Wie wehrt sich die Belegschaft dagegen?

Felix: Natürlich werden wir die Schließung des Werk nicht ohne Kampf akzeptieren. Wir wollen möglichst viele Arbeitsplätze in Waiblingen erhalten. Und wenn schon Kolleginnen und Kollegen gehen müssen, dann muss es für Bosch richtig teuer werden. So, dass man sich es beim nächsten Versuch etwas zu schließen oder zu verlagern vielleicht noch einmal überlegt. Insofern kämpfen wir nicht nur für uns, sondern auch für die Belegschaften anderer Werke und den Erhalt derer Jobs.

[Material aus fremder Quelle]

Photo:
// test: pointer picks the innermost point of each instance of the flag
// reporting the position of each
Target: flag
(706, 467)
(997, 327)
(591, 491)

Richard: Natürlich werden wir nichts allein in Verhandlungen zwischen Betriebsrat und Geschäftsführung hinter verschlossenen Türen erreichen. Bisher wurde zum Beispiel jede Verhandlungsrunde durch
eine Aktion auf dem Werkgelände begleitet. Der vorläufige Höhepunkt war eine Demo unserer Gewerkschaft, der IG Metall, während der eigentlichen Arbeitszeit am 24.November durch Waiblingen. Wir hatten mit einigen hundert Teilnehmern gerechnet. Am Ende waren es dann fast 2.000! Darunter auch zahlreiche Delegationen aus den Betrieben der Region, aber auch aus entfernteren Bosch Standorten wie Hildesheim. So viel Solidarität tut gut, darf uns aber nicht darüber hinwegtäuschen mit einer Demo allein unsere Ziele noch lange nicht erreicht sind.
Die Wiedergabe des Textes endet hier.